How, God? How can You love us still? We who were meant to be Your crowning glory – we who were created just a little lower than the angels – we who have destroyed Your beautiful creation, we who have destroyed each other, and said we were doing it in Your name. How can You love us still?

 

And in return, there is silence. Has God forsaken me, in this my hour of greatest need? Or is He, like me, collapsed in a huddled mass, in a distant corner of heaven, heaving in grief?

 

My father reminds me that we must have our agency and I want to yell at him for it. Agency? What do I care about agency? What do I care about the agency of the men who would butcher children and leave them broken in the streets for the birds to peck at? I care only for those half dozen figures, turned away from the camera, holding hands and dancing in a sun-drenched square.

 

Once God sent a flood to destroy the world and I wish He had never made that promise, to never do it again.

 

Once God sent a Saviour to redeem the world and I wonder if we were worth it to Him, or if He regrets it.

 

And Jesus died for them, too.

 

I look up at the winter sun (it was a day so much like this one, when I danced in a square in Palmyra) and ponder that He would descend to die for these men, these butchers, and their sins. What is God’s mercy, that it can extend even to the likes of these?
Are they also my brethren?

 

Once God held these fighters in His arms and sent them down to earth, and then they turned murderous and evil and committed great atrocities. But if God is really our father – not only mine, but also theirs – can He ever stop loving them? Even as they shed blood and pretend it is His work, does He love them still?

 

And if He is in a distant corner of heaven, heaving with grief, perhaps it is not just for the victims, but also for these lost souls, His children, whom He also loves.

 

This I know: They are not worthy of His love.

 

This I know: I am not, either.

 

Once I danced in an amphitheatre in an ancient city, surrounded by people I loved. Once I took their hands and we sailed together over broken cobblestones. Once they smiled at me, and I smiled at them, and we embraced, and I left, and promised to keep them in my heart forever.

 

They are still there. If they are refugees, fleeing from the violence; or if they are dead, their broken, battered bodies left to the ravages of nature; or if they are fighting, if they have taken up arms and committed these horrible acts – they are still there.

 

Once I walked those dusty streets. Q1

Once I perched on top of a necropolis.

Once I posed for a photo on a broken Roman column.

 

 

 

If I close my eyes, it is like that still.

 

I could keep my eyes closed forever.

 

5 COMMENTS

  1. So sad and so wonderful. What an amazing experience to have in your memory. And how sad to have the horrible present to relate it to. Thank you!

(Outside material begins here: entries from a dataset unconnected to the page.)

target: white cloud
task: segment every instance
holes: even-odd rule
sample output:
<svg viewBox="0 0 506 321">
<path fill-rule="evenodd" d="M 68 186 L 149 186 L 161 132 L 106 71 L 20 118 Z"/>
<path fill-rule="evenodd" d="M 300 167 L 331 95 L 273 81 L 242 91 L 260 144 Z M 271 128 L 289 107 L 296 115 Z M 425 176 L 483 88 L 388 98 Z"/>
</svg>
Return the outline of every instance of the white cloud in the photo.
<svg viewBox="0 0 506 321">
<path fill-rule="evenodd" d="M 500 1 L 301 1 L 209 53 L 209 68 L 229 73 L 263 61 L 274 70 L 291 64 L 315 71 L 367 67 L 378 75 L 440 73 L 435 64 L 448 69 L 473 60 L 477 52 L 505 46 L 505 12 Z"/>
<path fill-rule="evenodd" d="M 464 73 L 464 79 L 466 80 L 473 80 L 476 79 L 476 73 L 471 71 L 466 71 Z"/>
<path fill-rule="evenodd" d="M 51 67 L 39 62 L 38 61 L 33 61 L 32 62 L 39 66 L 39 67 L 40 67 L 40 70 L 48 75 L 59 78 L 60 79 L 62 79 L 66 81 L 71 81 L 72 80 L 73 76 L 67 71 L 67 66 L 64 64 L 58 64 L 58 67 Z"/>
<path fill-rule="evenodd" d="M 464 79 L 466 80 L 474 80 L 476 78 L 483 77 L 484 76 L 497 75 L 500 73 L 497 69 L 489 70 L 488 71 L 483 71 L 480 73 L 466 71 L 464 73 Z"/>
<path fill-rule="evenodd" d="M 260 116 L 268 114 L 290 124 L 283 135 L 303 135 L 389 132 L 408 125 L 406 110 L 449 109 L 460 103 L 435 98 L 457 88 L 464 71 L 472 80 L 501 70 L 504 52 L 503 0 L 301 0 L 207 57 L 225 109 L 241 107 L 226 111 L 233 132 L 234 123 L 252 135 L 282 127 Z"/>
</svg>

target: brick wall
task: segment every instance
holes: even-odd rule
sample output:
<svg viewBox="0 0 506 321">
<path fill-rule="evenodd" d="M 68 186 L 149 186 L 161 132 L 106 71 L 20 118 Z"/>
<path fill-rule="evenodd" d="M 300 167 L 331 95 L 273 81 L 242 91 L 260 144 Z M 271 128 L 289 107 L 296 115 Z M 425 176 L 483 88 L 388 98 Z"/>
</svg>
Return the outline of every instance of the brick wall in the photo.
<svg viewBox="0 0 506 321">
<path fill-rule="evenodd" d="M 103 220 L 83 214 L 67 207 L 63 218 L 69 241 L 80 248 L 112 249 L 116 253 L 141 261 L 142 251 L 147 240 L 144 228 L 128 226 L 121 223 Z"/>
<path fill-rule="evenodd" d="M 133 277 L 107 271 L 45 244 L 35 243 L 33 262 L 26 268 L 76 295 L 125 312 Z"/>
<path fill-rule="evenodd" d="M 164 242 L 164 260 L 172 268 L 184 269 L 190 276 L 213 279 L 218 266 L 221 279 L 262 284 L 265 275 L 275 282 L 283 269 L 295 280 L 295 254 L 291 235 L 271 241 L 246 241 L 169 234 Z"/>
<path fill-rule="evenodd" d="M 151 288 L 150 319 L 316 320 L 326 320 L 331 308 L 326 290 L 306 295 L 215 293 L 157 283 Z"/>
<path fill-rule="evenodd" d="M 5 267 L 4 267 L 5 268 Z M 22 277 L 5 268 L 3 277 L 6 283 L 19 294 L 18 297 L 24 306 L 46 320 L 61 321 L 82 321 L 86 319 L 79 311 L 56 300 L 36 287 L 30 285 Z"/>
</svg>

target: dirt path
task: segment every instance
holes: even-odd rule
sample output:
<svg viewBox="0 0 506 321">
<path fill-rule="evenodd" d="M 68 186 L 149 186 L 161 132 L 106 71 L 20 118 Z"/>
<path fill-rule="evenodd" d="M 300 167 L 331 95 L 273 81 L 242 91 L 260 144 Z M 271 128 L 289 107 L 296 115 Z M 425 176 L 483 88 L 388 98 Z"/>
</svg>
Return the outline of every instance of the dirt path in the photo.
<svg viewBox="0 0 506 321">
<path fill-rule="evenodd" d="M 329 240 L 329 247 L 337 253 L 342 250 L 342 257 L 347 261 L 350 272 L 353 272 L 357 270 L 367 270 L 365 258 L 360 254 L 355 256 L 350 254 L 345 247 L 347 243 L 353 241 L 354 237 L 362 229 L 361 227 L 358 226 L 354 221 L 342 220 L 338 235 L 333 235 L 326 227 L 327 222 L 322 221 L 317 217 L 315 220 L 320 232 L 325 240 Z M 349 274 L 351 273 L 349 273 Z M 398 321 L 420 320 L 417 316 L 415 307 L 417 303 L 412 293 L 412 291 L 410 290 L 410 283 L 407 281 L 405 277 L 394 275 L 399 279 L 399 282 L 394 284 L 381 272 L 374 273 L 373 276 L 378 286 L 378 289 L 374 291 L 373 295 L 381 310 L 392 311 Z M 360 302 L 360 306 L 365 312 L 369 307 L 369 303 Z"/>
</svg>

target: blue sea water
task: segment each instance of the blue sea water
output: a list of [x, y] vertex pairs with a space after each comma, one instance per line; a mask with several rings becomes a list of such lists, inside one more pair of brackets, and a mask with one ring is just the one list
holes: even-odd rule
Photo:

  2. So wonderful. So heartbreaking, I am so sorry.

    I recently watched the movie Noah, expecting to hate it, but I loved it, and the questions it raises about how God judges us, and when he lets us go on. I hope there will always be candles of light that cannot be snuffed out.

  3. Thank you so much for sharing this, Quimby. I teared up reading it, feeling every step you took along this path. There is so much of the world that is hurting, and has been hurt, that I often feel overwhelmed by it all. Thought my experience is not the same, you worded my feelings perfectly.